雨上がりの雑木林。きのうまではなかったのに、ひょっこり顔を出しているきのこ。どこからやってきたんだろう? きのこのふしぎな世界に出会う、うつくしい写真絵本です。

山、林、農場、人の住む場所などに生えているきのこ。いろいろな形のきのこと、その生態を写真で紹介した絵本。
子どものころからきのこが好きで、きのこの写真図鑑をよく見ていた。実家は農家だったので、しいたけの原木栽培(家庭用)や、親類の家の近くにある山林に生える名前のわからないきのこ、田舎の保育所などにある朽ちた木製のベンチや小屋などに生えるきのこ…
それらのほかにもお店で食用として売られるきのこもあり、人生にきのこがない日々はない。今もベランダで安かったエリンギを干している。きのこの乾物は常備。食べるのももちろん好きだ。
都会暮らしなので、今は山に入ってきのこを見る機会はないが、道端でたまにきのこが生えているのを見かけると愛おしい気持ちになる。拾ってきて食べたことはないが、食べたらどうなるのか?幻覚が見えるのか?中毒で死ぬのか?美味しいのか…などととりとめもなく想像できるのが楽しい。
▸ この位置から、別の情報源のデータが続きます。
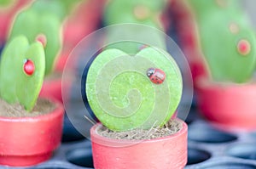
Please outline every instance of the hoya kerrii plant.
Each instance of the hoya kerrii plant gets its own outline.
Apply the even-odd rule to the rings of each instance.
[[[157,17],[164,10],[164,6],[165,1],[113,0],[105,8],[104,23],[108,25],[131,22],[162,28]],[[117,8],[119,10],[115,10]],[[119,10],[122,12],[117,15]],[[136,29],[125,30],[123,33],[114,31],[108,32],[107,41],[124,34],[146,38],[147,33],[149,33],[137,32]],[[113,43],[105,48],[90,67],[86,82],[89,104],[99,120],[111,130],[125,131],[139,127],[152,112],[154,117],[151,120],[154,122],[158,117],[161,120],[154,125],[149,120],[149,124],[143,128],[149,129],[152,125],[162,126],[177,108],[182,94],[179,69],[173,59],[168,59],[168,53],[163,50],[166,48],[163,35],[156,33],[150,36],[160,42],[159,46],[162,49],[134,42]],[[168,84],[171,77],[173,83]],[[133,88],[137,88],[137,91]],[[166,90],[172,93],[168,93]],[[169,102],[170,98],[172,101]]]
[[[255,130],[256,36],[241,1],[188,2],[212,78],[200,78],[198,107],[224,129]]]
[[[14,38],[3,49],[0,62],[0,96],[20,103],[31,111],[39,94],[45,71],[44,49],[25,36]]]
[[[244,83],[256,65],[256,36],[236,0],[188,2],[195,14],[201,47],[213,81]]]
[[[161,12],[162,3],[163,1],[113,0],[106,7],[107,25],[135,24],[135,26],[126,25],[127,29],[125,25],[108,31],[107,42],[115,42],[118,37],[125,39],[137,36],[137,39],[152,37],[160,43],[156,43],[156,47],[117,40],[104,48],[91,63],[86,76],[86,97],[92,111],[104,126],[96,124],[90,129],[95,168],[152,168],[155,166],[167,168],[170,164],[183,168],[186,164],[186,125],[177,120],[182,127],[176,131],[175,138],[169,132],[172,129],[168,129],[182,96],[180,70],[165,50],[163,34],[141,30],[140,25],[137,25],[160,27],[154,16]],[[142,14],[137,8],[143,9]],[[161,136],[147,134],[158,129],[167,130]],[[104,135],[102,132],[106,130],[108,133],[122,136]],[[138,138],[130,137],[131,133]]]

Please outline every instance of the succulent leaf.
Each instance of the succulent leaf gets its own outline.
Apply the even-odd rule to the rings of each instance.
[[[31,76],[23,69],[27,59],[35,66]],[[43,85],[44,69],[44,51],[40,42],[30,45],[24,36],[13,38],[3,49],[1,58],[1,97],[10,104],[19,102],[31,111]]]
[[[223,8],[216,2],[227,5]],[[237,1],[192,0],[190,3],[212,78],[238,83],[250,80],[256,65],[256,36]],[[211,9],[201,11],[201,8]]]
[[[148,68],[166,73],[157,85],[147,76]],[[182,77],[167,53],[146,48],[136,55],[119,49],[102,52],[91,64],[86,95],[97,118],[109,129],[148,129],[165,124],[176,110],[182,94]]]
[[[48,75],[53,70],[61,47],[61,20],[56,15],[50,13],[41,14],[37,10],[28,9],[18,14],[11,30],[9,39],[24,35],[32,43],[35,42],[38,35],[44,35],[47,39],[47,44],[44,48],[45,75]]]

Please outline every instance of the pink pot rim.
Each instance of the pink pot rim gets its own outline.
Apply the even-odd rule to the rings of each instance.
[[[106,138],[103,136],[101,136],[97,133],[96,129],[100,127],[102,123],[96,123],[94,125],[91,129],[90,129],[90,138],[91,141],[95,142],[99,144],[102,145],[108,145],[108,146],[114,146],[114,147],[119,147],[119,146],[124,146],[124,145],[131,145],[131,144],[139,144],[139,143],[153,143],[153,142],[160,142],[163,140],[166,139],[176,139],[178,138],[180,135],[184,134],[185,132],[188,132],[188,126],[187,124],[183,121],[180,119],[177,119],[178,121],[182,122],[183,127],[180,131],[178,131],[175,134],[172,134],[170,136],[166,136],[162,138],[153,138],[153,139],[144,139],[144,140],[119,140],[119,139],[113,139],[109,138]]]
[[[243,84],[198,82],[200,113],[224,130],[255,130],[256,82]]]
[[[55,105],[55,110],[52,110],[50,113],[47,113],[44,115],[40,115],[37,116],[32,116],[32,117],[6,117],[6,116],[0,116],[0,122],[1,121],[10,121],[10,122],[33,122],[33,121],[51,121],[57,116],[60,115],[61,112],[63,112],[64,108],[62,104],[58,101],[57,99],[54,98],[44,98],[44,97],[40,97],[42,99],[49,99],[50,102],[52,102]]]

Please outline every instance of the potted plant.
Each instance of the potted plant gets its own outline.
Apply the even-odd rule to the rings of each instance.
[[[37,39],[43,43],[45,49],[46,76],[40,95],[53,97],[61,102],[61,72],[54,68],[62,47],[63,22],[78,2],[35,1],[30,8],[19,13],[10,30],[9,39],[21,34],[27,37],[30,42]]]
[[[56,70],[63,70],[71,51],[84,37],[99,27],[104,4],[105,0],[80,0],[69,12],[63,23],[63,48],[56,63]]]
[[[256,37],[237,1],[189,1],[211,76],[198,79],[198,107],[223,129],[255,130]]]
[[[61,47],[61,21],[50,12],[53,7],[47,10],[43,5],[40,8],[32,3],[17,15],[1,57],[2,165],[42,162],[61,142],[62,105],[51,95],[38,99]]]
[[[151,3],[111,1],[105,24],[132,20],[157,25],[152,16],[160,5]],[[134,8],[148,12],[134,13]],[[113,8],[125,12],[117,16]],[[139,36],[135,30],[119,32]],[[119,36],[115,32],[107,37]],[[163,39],[156,36],[157,42]],[[187,126],[174,115],[181,99],[182,77],[164,48],[132,42],[107,46],[90,65],[85,88],[90,109],[101,121],[90,129],[95,168],[184,167]]]
[[[38,99],[45,72],[41,42],[14,37],[0,63],[0,164],[31,166],[48,160],[60,144],[63,107]]]

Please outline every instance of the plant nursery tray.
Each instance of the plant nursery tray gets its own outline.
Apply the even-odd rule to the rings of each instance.
[[[189,151],[186,169],[254,169],[256,168],[256,132],[224,132],[200,117],[195,108],[190,110]],[[3,169],[91,169],[90,142],[78,132],[65,117],[61,145],[52,158],[29,167]]]

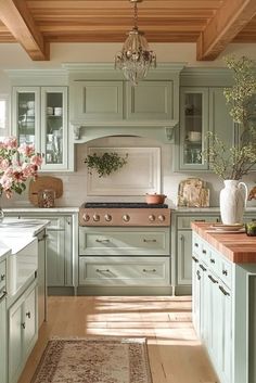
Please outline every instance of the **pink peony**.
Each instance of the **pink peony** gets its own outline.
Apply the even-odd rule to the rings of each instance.
[[[3,140],[3,146],[5,149],[12,150],[17,149],[17,139],[16,137],[8,137]]]

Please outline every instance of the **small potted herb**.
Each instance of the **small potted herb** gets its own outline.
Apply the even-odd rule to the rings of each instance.
[[[87,164],[90,174],[92,174],[92,170],[94,169],[97,170],[99,177],[105,177],[127,164],[127,157],[128,154],[126,154],[125,157],[121,157],[116,152],[105,152],[102,155],[93,153],[92,155],[88,154],[85,159],[85,164]]]
[[[245,232],[248,237],[256,235],[256,221],[255,220],[245,224]]]

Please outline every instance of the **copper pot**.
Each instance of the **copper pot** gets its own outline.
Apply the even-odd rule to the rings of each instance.
[[[165,194],[145,194],[145,202],[148,204],[163,204],[167,195]]]

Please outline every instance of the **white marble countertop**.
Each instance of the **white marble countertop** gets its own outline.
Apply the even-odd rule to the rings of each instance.
[[[51,213],[78,213],[78,206],[65,206],[65,207],[5,207],[3,208],[3,213],[42,213],[42,214],[51,214]]]
[[[0,242],[0,261],[3,260],[9,254],[11,254],[9,246]]]
[[[3,237],[35,237],[49,225],[47,219],[15,219],[5,217],[0,224],[0,242]]]

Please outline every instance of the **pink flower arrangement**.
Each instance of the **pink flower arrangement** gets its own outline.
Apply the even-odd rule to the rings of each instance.
[[[42,156],[35,152],[33,144],[17,145],[15,137],[0,142],[0,195],[4,192],[10,199],[12,193],[22,194],[28,178],[37,178]]]

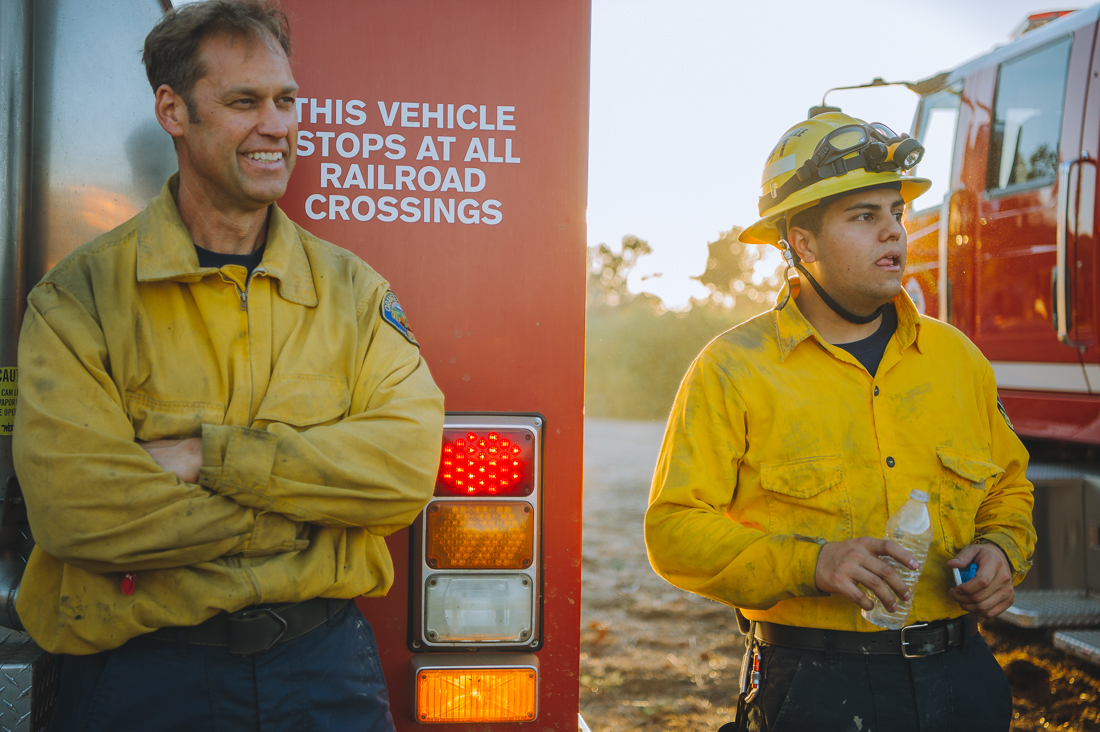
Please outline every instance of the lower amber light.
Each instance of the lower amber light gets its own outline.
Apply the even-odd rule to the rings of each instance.
[[[535,719],[538,674],[534,668],[426,668],[417,674],[416,687],[420,722]]]

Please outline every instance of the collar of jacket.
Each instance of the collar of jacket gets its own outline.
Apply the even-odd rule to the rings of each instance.
[[[179,174],[175,173],[161,188],[161,195],[139,215],[138,282],[198,282],[216,272],[212,267],[199,266],[195,242],[176,208],[178,189]],[[317,306],[314,272],[298,228],[275,204],[271,205],[267,245],[260,266],[265,274],[278,280],[279,295],[284,299],[306,307]]]
[[[790,287],[790,283],[787,286]],[[780,301],[782,301],[782,293],[780,293]],[[902,289],[891,302],[898,310],[898,330],[895,335],[901,350],[904,351],[913,343],[916,343],[916,350],[923,352],[924,349],[921,347],[921,314],[916,312],[916,306],[910,299],[909,293]],[[794,350],[794,347],[806,338],[816,338],[825,347],[826,351],[829,349],[829,343],[810,325],[810,321],[802,315],[802,310],[799,309],[793,297],[782,310],[773,309],[771,318],[776,326],[776,342],[779,345],[780,362],[785,361],[787,357]]]

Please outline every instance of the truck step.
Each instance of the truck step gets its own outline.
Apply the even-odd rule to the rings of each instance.
[[[1100,664],[1100,631],[1057,631],[1054,647]]]
[[[1019,590],[998,620],[1020,627],[1100,626],[1100,597],[1086,590]]]
[[[3,637],[7,634],[7,637]],[[0,729],[46,729],[57,698],[57,657],[25,633],[0,629]]]

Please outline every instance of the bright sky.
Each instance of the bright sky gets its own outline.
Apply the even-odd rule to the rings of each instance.
[[[706,294],[690,280],[706,266],[706,243],[758,218],[765,159],[827,89],[934,76],[1053,9],[1042,0],[593,0],[588,243],[647,240],[653,253],[631,289],[683,307]],[[910,130],[916,100],[904,87],[828,97],[899,132]]]

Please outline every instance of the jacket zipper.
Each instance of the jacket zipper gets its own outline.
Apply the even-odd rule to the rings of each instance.
[[[242,310],[249,309],[249,287],[252,286],[252,277],[256,276],[257,274],[267,274],[267,272],[262,266],[257,266],[255,270],[252,271],[252,274],[250,274],[249,278],[245,281],[244,289],[241,289],[240,287],[237,288],[237,296],[241,298]]]

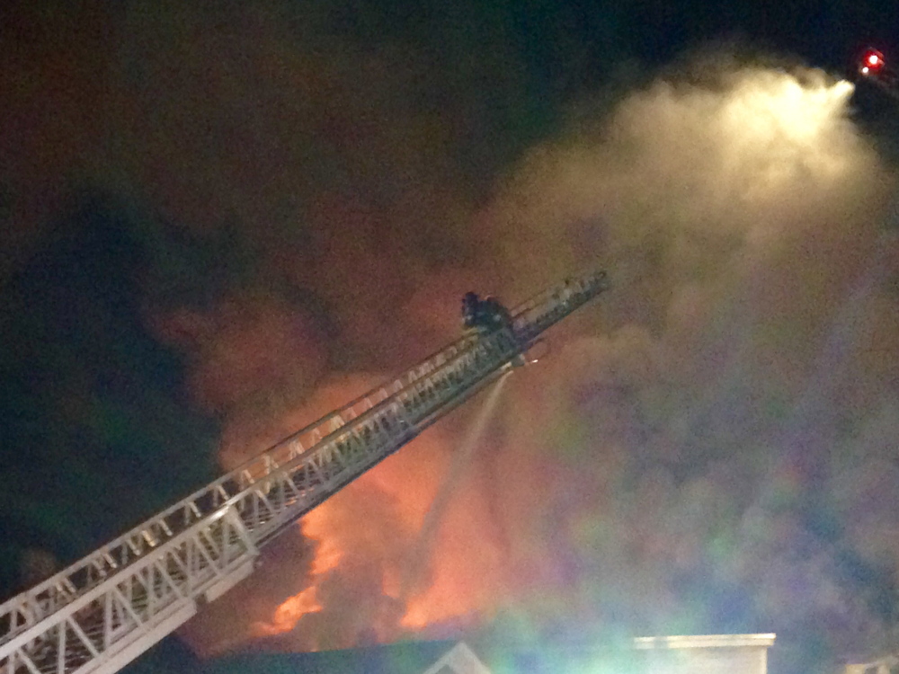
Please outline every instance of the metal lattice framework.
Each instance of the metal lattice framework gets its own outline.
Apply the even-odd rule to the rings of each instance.
[[[608,287],[566,280],[0,606],[0,674],[111,674],[254,569],[259,548],[495,380]]]

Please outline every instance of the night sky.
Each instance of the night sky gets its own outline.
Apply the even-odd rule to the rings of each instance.
[[[899,540],[899,103],[861,84],[794,154],[709,130],[732,94],[780,77],[832,84],[870,44],[899,45],[899,4],[4,3],[0,596],[450,341],[465,291],[521,299],[602,264],[619,299],[559,333],[547,378],[508,393],[489,439],[504,448],[471,486],[487,519],[511,521],[503,509],[536,512],[519,494],[551,473],[559,495],[545,512],[570,528],[522,540],[571,552],[521,563],[542,597],[505,588],[471,607],[489,606],[503,634],[524,623],[557,634],[569,618],[616,633],[777,631],[785,668],[881,648],[899,619],[899,548],[885,542]],[[750,185],[762,174],[770,184]],[[445,466],[470,413],[435,429],[408,470]],[[562,467],[540,467],[547,447]],[[378,479],[408,478],[393,470]],[[512,470],[518,486],[491,486]],[[841,482],[849,474],[864,489]],[[744,492],[756,479],[773,486]],[[383,510],[372,530],[412,549],[384,484],[363,484],[326,524]],[[641,538],[641,518],[675,501],[715,531]],[[868,507],[876,516],[859,514]],[[599,512],[619,514],[601,528]],[[527,559],[516,526],[488,528],[491,545]],[[770,556],[734,552],[753,527],[779,532],[755,544]],[[618,585],[587,583],[585,560],[608,552],[600,528],[640,559],[673,545],[676,563],[658,553],[664,572],[632,565]],[[271,575],[236,590],[254,625],[311,581],[307,548],[275,546]],[[832,600],[774,608],[780,581]],[[352,620],[335,607],[369,592],[348,582],[326,586],[320,625],[307,616],[271,648],[396,636],[378,631],[402,615],[379,585]],[[566,616],[578,588],[601,610]],[[858,602],[844,615],[833,606],[846,596]],[[187,631],[191,648],[254,647],[262,633],[213,613]],[[229,632],[241,636],[221,646]],[[172,665],[137,665],[157,666]]]

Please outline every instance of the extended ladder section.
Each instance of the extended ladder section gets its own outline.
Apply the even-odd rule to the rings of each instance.
[[[0,674],[111,674],[249,575],[259,548],[608,288],[566,280],[0,606]]]

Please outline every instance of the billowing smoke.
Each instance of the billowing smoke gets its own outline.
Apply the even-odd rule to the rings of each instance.
[[[491,269],[504,282],[486,289],[510,299],[575,268],[605,267],[616,285],[510,381],[419,596],[402,578],[470,413],[310,516],[301,528],[320,568],[271,562],[275,577],[298,565],[297,599],[252,621],[226,600],[189,640],[208,652],[264,635],[267,648],[326,648],[493,624],[583,637],[775,631],[784,661],[888,648],[895,183],[848,119],[850,93],[800,69],[660,79],[520,162],[470,215],[492,253],[470,271],[431,270],[402,311],[377,317],[360,309],[370,288],[321,288],[356,340],[377,343],[389,324],[411,363],[451,334],[458,290]],[[381,270],[383,297],[414,278],[384,248],[334,236],[332,263]],[[303,413],[263,421],[259,442],[236,418],[226,465],[364,389],[323,386]],[[227,631],[210,631],[226,614]]]
[[[73,198],[60,185],[201,242],[180,257],[145,228],[141,280],[147,324],[223,425],[223,468],[450,340],[467,290],[515,301],[596,267],[615,288],[507,382],[427,563],[477,401],[281,537],[182,636],[207,655],[477,628],[774,631],[784,660],[890,648],[895,176],[849,119],[851,87],[698,59],[580,106],[501,173],[530,100],[511,51],[476,40],[458,68],[324,38],[325,4],[136,3],[4,51],[4,76],[40,86],[4,106],[0,273]]]

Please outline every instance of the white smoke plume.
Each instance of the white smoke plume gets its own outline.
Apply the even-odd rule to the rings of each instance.
[[[784,661],[821,644],[827,657],[888,648],[895,177],[850,120],[851,92],[751,65],[660,79],[535,147],[488,204],[460,211],[462,238],[490,254],[414,274],[404,310],[385,315],[411,335],[403,353],[450,337],[467,284],[493,279],[485,289],[514,300],[602,267],[615,288],[556,330],[546,364],[510,381],[418,606],[397,603],[397,578],[465,415],[326,505],[334,528],[306,527],[321,545],[338,540],[343,561],[311,575],[297,563],[317,608],[265,647],[495,619],[546,634],[775,631]],[[407,287],[383,250],[349,259]],[[355,309],[384,288],[396,297],[390,287],[343,287],[330,297],[352,341],[379,339],[374,315]],[[313,407],[360,390],[331,385]],[[299,416],[273,414],[263,435]],[[229,444],[227,466],[264,444]],[[363,530],[352,512],[367,513]],[[229,605],[189,626],[201,651],[254,643],[240,616],[225,621],[227,639],[209,629]]]

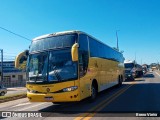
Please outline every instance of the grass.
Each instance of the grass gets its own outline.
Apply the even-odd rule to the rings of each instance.
[[[0,96],[0,103],[17,100],[17,99],[25,98],[25,97],[27,97],[26,93],[19,93],[19,94],[8,95],[8,96]]]

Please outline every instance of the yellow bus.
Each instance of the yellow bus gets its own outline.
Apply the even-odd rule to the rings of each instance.
[[[17,68],[22,56],[16,58]],[[122,84],[123,62],[122,53],[82,31],[37,37],[27,59],[27,97],[53,103],[95,100],[98,92]]]

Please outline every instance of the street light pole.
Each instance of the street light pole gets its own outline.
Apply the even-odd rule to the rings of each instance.
[[[1,51],[1,83],[3,83],[3,49]]]
[[[118,32],[119,30],[116,30],[116,38],[117,38],[117,50],[119,51],[119,46],[118,46]]]

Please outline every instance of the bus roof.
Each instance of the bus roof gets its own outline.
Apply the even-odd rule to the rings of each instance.
[[[39,39],[43,39],[43,38],[47,38],[47,37],[51,37],[51,36],[58,36],[58,35],[65,35],[65,34],[73,34],[73,33],[86,34],[87,36],[89,36],[89,37],[97,40],[97,41],[100,42],[101,44],[104,44],[104,45],[108,46],[107,44],[101,42],[100,40],[96,39],[95,37],[93,37],[93,36],[91,36],[91,35],[89,35],[89,34],[87,34],[87,33],[85,33],[85,32],[79,31],[79,30],[70,30],[70,31],[62,31],[62,32],[56,32],[56,33],[51,33],[51,34],[45,34],[45,35],[42,35],[42,36],[39,36],[39,37],[34,38],[32,41],[39,40]],[[110,46],[108,46],[108,47],[110,47]],[[112,48],[112,47],[110,47],[110,48],[113,49],[113,50],[115,50],[115,51],[117,51],[117,52],[119,52],[117,49],[114,49],[114,48]],[[121,52],[119,52],[119,53],[121,53]],[[122,54],[122,53],[121,53],[121,54]]]

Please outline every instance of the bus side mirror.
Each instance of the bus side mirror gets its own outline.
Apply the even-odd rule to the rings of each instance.
[[[73,46],[72,46],[72,49],[71,49],[71,54],[72,54],[72,61],[78,61],[78,43],[75,43]]]
[[[28,55],[29,55],[28,50],[25,50],[24,52],[21,52],[20,54],[18,54],[15,59],[15,68],[25,70]]]

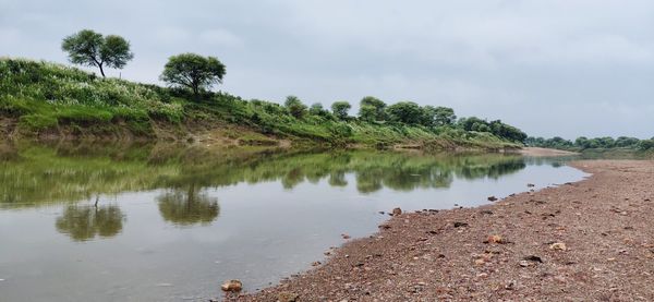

この絵本ではレースのようなきのこ、おわんのようなきのこ、歌でも歌ってくれそうなきのこ、宇宙からやってきたようなきのこなど、見るだけで面白いきのこがたくさん登場する。
きのこの、菌糸時代の生活や、はかなくて不思議な生涯が、詩のような文章と共に紹介されて、興味深い。
夜、寝る前に眺めてみたら、不思議で面白い夢がみられそうだ。